The gift is a bottle of French perfume, which Liu Cui's mother explains, carries a cryptic message for her. Through the gift of perfume, her husband is asking Liu Cui if she has lost her femininity and no longer wishes to be his wife.
Having realized her marriage is facing a crisis, Liu Cui, prompted by her mother, makes up her mind to take a trip to the Three Gorges.
The story unfolds with this mysterious trip. What is even more intriguing is the side-effects of Liu Cui's trip -- a visit to an old friend of her mother's and an important discovery about her birth at the very site of the Three Gorges.
During Liu Cui's visit to her mother's old friend Aunt Chen, she learns she was born on the same day as Aunt Chen's son. She is also told that a monk and a prostitute were executed on that same day for adultery.
Aunt Chen tells Liu Cui the case was made up by Liu Cui's father, who was then county governor and eager to find a scapegoat in his campaign crackdown on prostitutes.
Aunt Chen and her husband, a military officer under the command of the county governor, knew the underlying truth, and were reluctant to carry out the orders to execute the monk and prostitute.
Aunt Chen believes her son, who was born on that fateful day, is the reincarnation of the prostitute Hong Lian. Chen recalls helping the prostitute escape from custody, only to be recaptured and accused of conducting adultery with a monk and running a brothel.
Chen has a guilty conscience, believing she was responsible for the execution of the innocent woman, fearing that her son, a reincarnation of the prostitute, may come to exact revenge on her. However, following the death of her husband, her son becomes the sole person she relies on and she comes to realize that the prostitute was grateful for her help and compassion and turns into her son to repay her for her kindness.
When Liu Cui learns how her father was tragically persecuted and committed suicide during the "cultural revolution" (1966-76), she begins to believe that she might be the reincarnation of the monk, who was wrongly executed upon her father's order.
An even more shocking revelation is that her mother was one of the many who had written to the authorities against her father. Liu Cui's husband, whose father used to be a good friend of her father, reveals that her parents' marriage was a farce, maintained as a front since her childhood.
This knowledge convinces Liu Cui that she is a reincarnation of the monk and has come to this world to witness what became of her father, the mastermind behind the killing of the innocent prostitute and monk.
The reincarnation and retribution reflected in the novel convey an idea that people should be responsible for their later generations whatever they do, according to Hong Ying.
She said that she had been quite obsessed with the years she spent with her relatives in the county of Zhongxian by the Three Gorges.
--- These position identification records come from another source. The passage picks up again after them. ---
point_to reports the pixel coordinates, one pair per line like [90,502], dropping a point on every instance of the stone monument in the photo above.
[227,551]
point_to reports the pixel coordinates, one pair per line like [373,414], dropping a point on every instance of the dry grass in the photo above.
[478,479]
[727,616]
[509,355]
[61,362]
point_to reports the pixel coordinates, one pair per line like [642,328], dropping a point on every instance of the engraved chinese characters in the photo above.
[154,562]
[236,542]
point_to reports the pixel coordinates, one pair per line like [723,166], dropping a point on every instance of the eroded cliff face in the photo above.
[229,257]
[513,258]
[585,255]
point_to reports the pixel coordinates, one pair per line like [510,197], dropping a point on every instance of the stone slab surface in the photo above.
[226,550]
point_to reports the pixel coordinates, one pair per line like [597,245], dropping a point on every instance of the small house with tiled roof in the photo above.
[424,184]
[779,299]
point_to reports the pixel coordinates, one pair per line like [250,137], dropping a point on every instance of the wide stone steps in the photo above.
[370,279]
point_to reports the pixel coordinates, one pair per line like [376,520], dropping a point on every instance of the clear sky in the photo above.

She was sent there at the age of six to stay with her aunts and uncles, and stayed for a year, until she was ready for primary school.
As a result, she knew first hand how miserable a life the people there were leading. Considering herself as the daughter of the Yangtze River and of the Three Gorges, Hong Ying said that she was quite concerned about the Three Gorges Dam Project, which would change the fate of the local people there forever.
She went to the Three Gorges last summer and to the villages where she had once stayed. To her sadness, most of the relatives she knew had passed away. The villagers there are waiting to see what changes the world's largest hydropower project will bring to their lives.
She said that she has seen the new elevated houses perched along the gorges. The shabby slums along the Yangtze River bank in Chongqing were leveled and residents there had moved into new buildings. The project has changed local people's lives for the better, Hong Ying said.
She hopes that the kind of reincarnation and retribution explored in her novel never happens to the people of the Three Gorges.